MOBILIZATION OF NATURALLY OCCURRING URANIUM FOLLOWING THE INFLUX OF NITRATE INTO AQUIFER SEDIMENTS

Nitrate has been proposed to stimulate the mobilization of naturally occurring uranium from sediments into groundwater. The direct role of nitrate stimulated U mobility was tested in a series of upflow column bioreactors. Shallow subsurface sediments were collected from an alluvial aquifer in the Platte River Floodplain. Groundwater collected from the borehole revealed a reduced environment (~ -300 mV and dissolved oxygen <0.1ppm).

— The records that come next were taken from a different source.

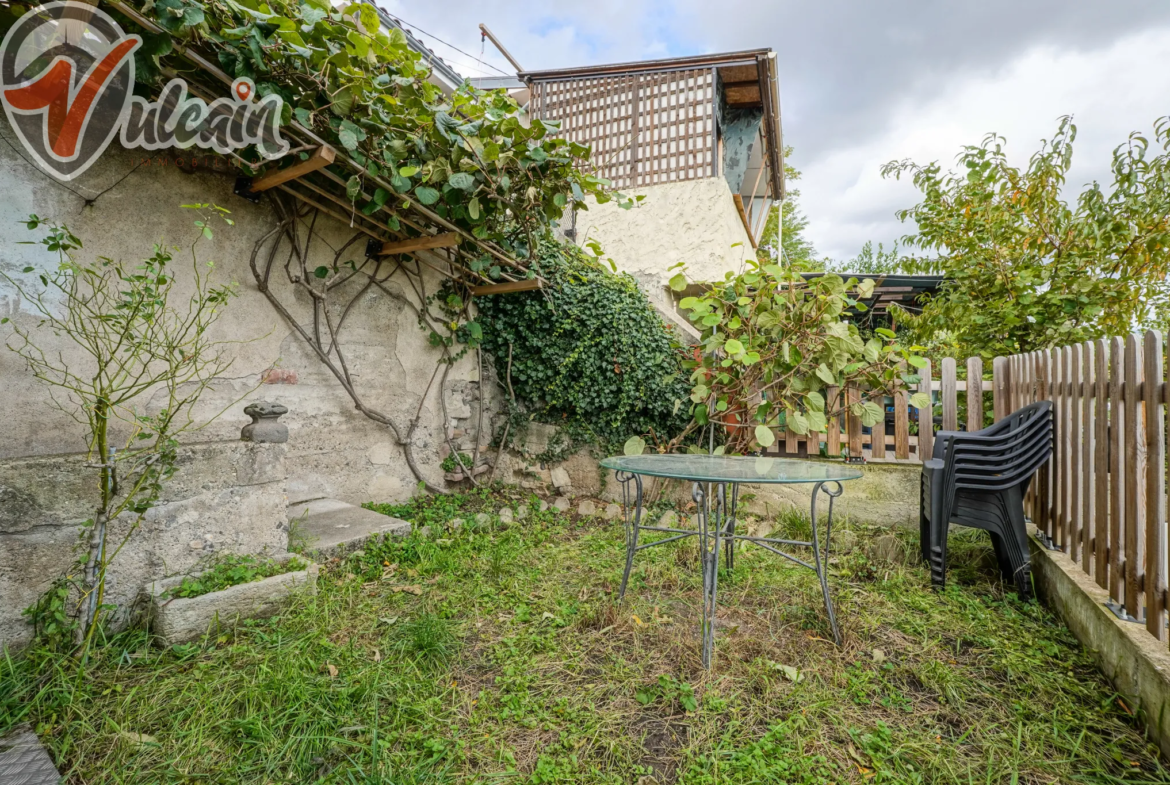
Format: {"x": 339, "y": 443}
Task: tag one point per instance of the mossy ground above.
{"x": 497, "y": 654}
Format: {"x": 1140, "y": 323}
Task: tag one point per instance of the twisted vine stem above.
{"x": 330, "y": 311}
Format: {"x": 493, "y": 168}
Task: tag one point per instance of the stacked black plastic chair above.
{"x": 979, "y": 480}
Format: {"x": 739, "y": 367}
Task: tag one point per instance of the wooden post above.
{"x": 878, "y": 433}
{"x": 1134, "y": 489}
{"x": 853, "y": 422}
{"x": 1101, "y": 461}
{"x": 1116, "y": 466}
{"x": 1155, "y": 489}
{"x": 901, "y": 425}
{"x": 321, "y": 158}
{"x": 1088, "y": 486}
{"x": 1073, "y": 475}
{"x": 833, "y": 438}
{"x": 926, "y": 417}
{"x": 949, "y": 393}
{"x": 974, "y": 393}
{"x": 1044, "y": 489}
{"x": 1002, "y": 387}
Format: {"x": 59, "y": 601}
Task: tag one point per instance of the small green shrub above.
{"x": 232, "y": 571}
{"x": 451, "y": 463}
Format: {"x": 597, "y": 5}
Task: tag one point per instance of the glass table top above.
{"x": 729, "y": 468}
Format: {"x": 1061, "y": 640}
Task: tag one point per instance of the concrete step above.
{"x": 331, "y": 528}
{"x": 23, "y": 761}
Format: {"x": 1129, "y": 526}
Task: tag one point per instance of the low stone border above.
{"x": 1135, "y": 662}
{"x": 186, "y": 619}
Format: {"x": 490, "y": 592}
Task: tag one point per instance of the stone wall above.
{"x": 226, "y": 496}
{"x": 121, "y": 208}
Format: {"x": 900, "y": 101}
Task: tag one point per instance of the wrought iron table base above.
{"x": 716, "y": 507}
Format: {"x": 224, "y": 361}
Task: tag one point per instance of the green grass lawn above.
{"x": 496, "y": 654}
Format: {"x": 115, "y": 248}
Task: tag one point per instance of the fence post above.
{"x": 901, "y": 424}
{"x": 1002, "y": 387}
{"x": 833, "y": 439}
{"x": 1135, "y": 486}
{"x": 1155, "y": 491}
{"x": 1116, "y": 469}
{"x": 974, "y": 393}
{"x": 1073, "y": 476}
{"x": 949, "y": 393}
{"x": 926, "y": 417}
{"x": 1101, "y": 462}
{"x": 853, "y": 422}
{"x": 1087, "y": 439}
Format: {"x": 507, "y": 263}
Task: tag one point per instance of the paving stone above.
{"x": 334, "y": 528}
{"x": 561, "y": 480}
{"x": 845, "y": 542}
{"x": 23, "y": 761}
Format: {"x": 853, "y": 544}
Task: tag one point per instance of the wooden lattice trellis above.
{"x": 644, "y": 128}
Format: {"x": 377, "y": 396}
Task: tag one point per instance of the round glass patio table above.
{"x": 716, "y": 493}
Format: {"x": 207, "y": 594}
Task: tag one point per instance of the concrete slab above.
{"x": 1136, "y": 662}
{"x": 23, "y": 761}
{"x": 332, "y": 528}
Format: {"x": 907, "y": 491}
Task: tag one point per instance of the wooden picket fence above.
{"x": 1102, "y": 497}
{"x": 909, "y": 436}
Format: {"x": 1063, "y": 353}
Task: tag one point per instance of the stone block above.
{"x": 537, "y": 438}
{"x": 584, "y": 473}
{"x": 265, "y": 426}
{"x": 561, "y": 479}
{"x": 179, "y": 620}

The presence of reduced uranium species in sediments, U(IV), (50% total U) was confirmed by XANES. Up-flow column reactors were packed with natural sediment and 50:70 mesh quartz sand (50% mass/mass) under an anoxic atmosphere (Ar:CO₂:H₂; 80:15:5) and amended with a continuous flow of anoxic (Ar:CO_2; 80:20) bicarbonate buffered artificial groundwater (pH 7.2) at a flow rate of 12 cm/day. All columns underwent a pre-equilibration period where nitrate was omitted from the groundwater medium. During column pre-equilibration, uranium was measured in the column effluent indicating U desorption. When U concentrations were consistently measured below 1ppb, nitrate was added to the influent in duplicate reactors. Duplicate reactors in which nitrate was omitted served as a control for medium-uranium interactions and duplicate reactors amended with nitrate and azide served as a control for microbial mediated interactions. Following the nitrate amendment, U effluent concentrations increased after 8 days reaching a maximum of 10 ppb. Concurrent with increases in U effluent concentration, nitrate was reduced. During this period, the concentration of nitrate in the effluent decreased and nitrite was measured (up to 0.4mM). No significant loss of uranium was observed (<1 ppb) in the reactors in which nitrate was omitted or azide was added. No significant nitrate reduction was observed in reactors in which azide was added, indicating microbial nitrate reduction was suppressed. Together these results indicate that microbial activity, specifically nitrate reduction, is one mechanism driving U mobilization from natural sediments. We also observed the mobilization of U from sediments following desorption of U from the mineral surfaces demonstrating that, in addition to nitrate mediated U mobilization, desorption also plays a role in the mobilization of naturally occurring U.